The interpretation of kit of the present invention, as shown in Figure 2, when the calprotectin content in sample is less than 15 μ g/g, the view window region of kit is by the nature controlling line of appearance coloured band or fluorescent bands, and testing result is negative.When the calprotectin content in sample is equal to or greater than 15 μ g/g, the view window region of kit is by appearance coloured band or the detection line of fluorescent bands and the nature controlling line of a coloured band or fluorescent bands, and testing result is not positive.When nature controlling line does not appear in the view window region of kit, no matter detect and whether occur detection line, it is invalid that the interpretation of this kit is.In Fig. 2, first kit testing result is positive from left to right, and second is the weak positive, and the 3rd is negative, and the 4th and the 5th is invalid.
What deserves to be explained is, the present invention, as a kind of family expenses or medical institutions detection of dynamic reagent, can detect calprotectin content in ight soil easily.When its detection sensitivity is 15 μ g/g, detection time only needs 3 ~ 5 minutes, and it is simple to operate, dependable performance, with low cost, highly sensitive, detection time is short, has filled up domestic and international blank.

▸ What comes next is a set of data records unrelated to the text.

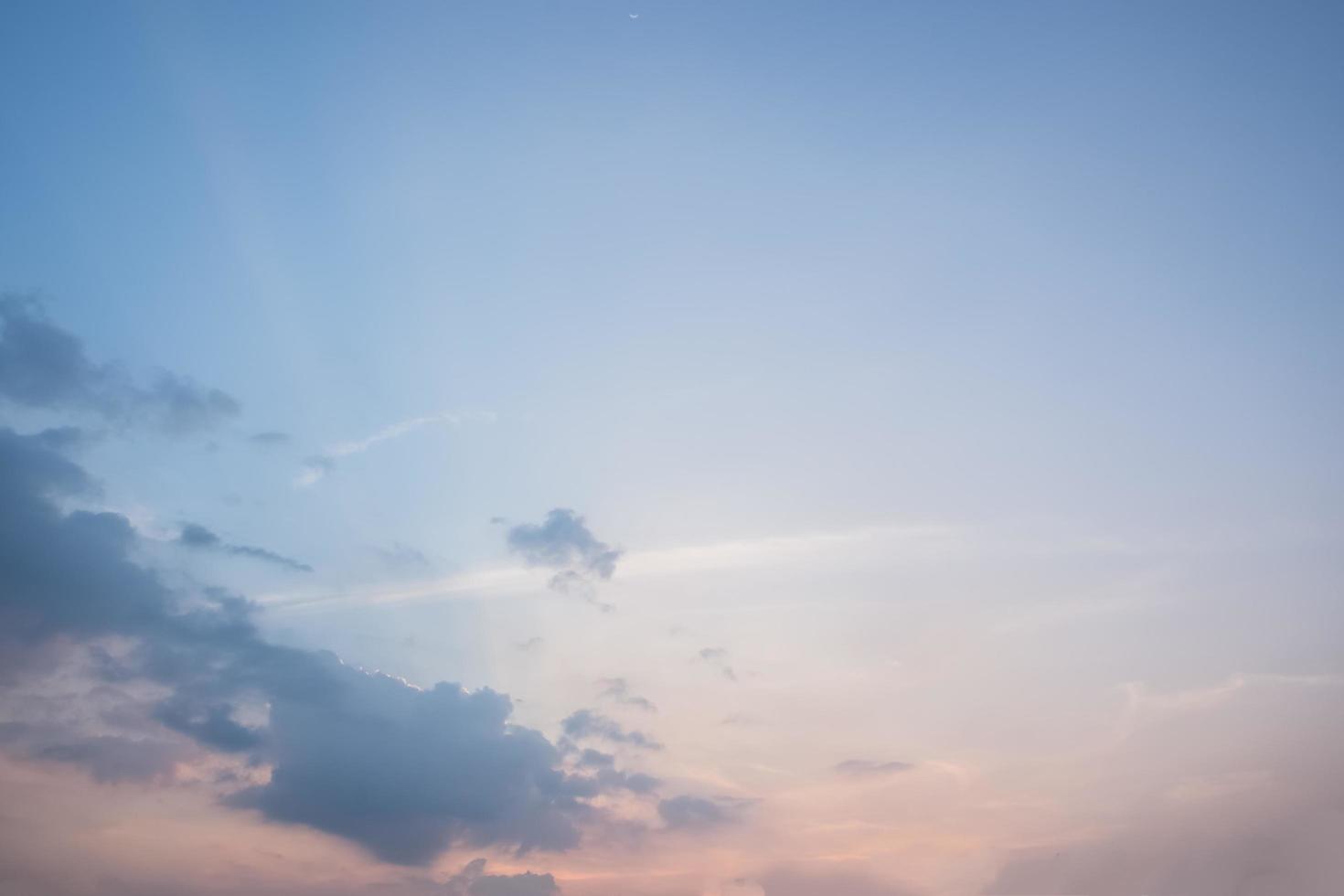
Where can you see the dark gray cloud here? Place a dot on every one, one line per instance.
(618, 690)
(563, 541)
(197, 536)
(682, 813)
(108, 758)
(585, 723)
(45, 367)
(866, 769)
(402, 772)
(474, 881)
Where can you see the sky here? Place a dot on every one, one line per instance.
(671, 448)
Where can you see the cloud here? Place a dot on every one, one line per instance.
(682, 813)
(317, 466)
(866, 769)
(718, 657)
(618, 690)
(474, 881)
(197, 536)
(801, 881)
(403, 773)
(402, 558)
(109, 758)
(585, 723)
(563, 540)
(45, 367)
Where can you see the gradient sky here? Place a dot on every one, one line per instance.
(880, 449)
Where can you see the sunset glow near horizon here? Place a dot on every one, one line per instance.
(671, 448)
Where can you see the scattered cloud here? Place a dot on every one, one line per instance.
(689, 813)
(866, 769)
(585, 723)
(563, 541)
(317, 466)
(271, 438)
(46, 367)
(474, 881)
(618, 690)
(402, 772)
(197, 536)
(718, 657)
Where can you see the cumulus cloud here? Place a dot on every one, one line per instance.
(46, 367)
(402, 772)
(197, 536)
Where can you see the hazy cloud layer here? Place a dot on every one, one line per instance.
(718, 657)
(867, 769)
(588, 724)
(398, 770)
(197, 536)
(563, 541)
(692, 813)
(45, 367)
(474, 881)
(618, 690)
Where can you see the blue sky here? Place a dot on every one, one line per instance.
(905, 349)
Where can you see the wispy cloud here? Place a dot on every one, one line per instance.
(317, 466)
(907, 541)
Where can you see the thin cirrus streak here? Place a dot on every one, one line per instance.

According to above-described embodiment, just the present invention can be realized well.What deserves to be explained is; under prerequisite based on said structure design, for solving same technical matters, even if some making on the invention are without substantial change or polishing; the essence of the technical scheme adopted is still the same with the present invention, therefore it also should in protection scope of the present invention.
Claims (10)
1. one kind is detected the kit of calprotectin in ight soil, it is characterized in that, comprise PVC offset plate (1), be arranged at the nitrocellulose filter (2) of PVC offset plate upper surface, adsorptive pads (3), colored particles/fluorescent particle bond pad (4), sample pad (5), and be arranged at detection line (6) and the nature controlling line (7) of nitrocellulose filter upper surface.
2. a kind of kit detecting calprotectin in ight soil according to claim 1, is characterized in that, described nitrocellulose filter is positioned in the middle part of PVC offset plate; Described adsorptive pads is positioned at wherein one end of PVC offset plate, and one end of adsorptive pads is overlapped in nitrocellulose filter upper surface; Described colored particles/fluorescent particle bond pad is positioned at the other end of PVC offset plate, and one end of colored particles/fluorescent particle bond pad is overlapped in nitrocellulose filter upper surface; Described sample pad is positioned at the end of the PVC offset plate other end, and one end of sample pad is overlapped in colored particles/fluorescent particle binding layer upper surface.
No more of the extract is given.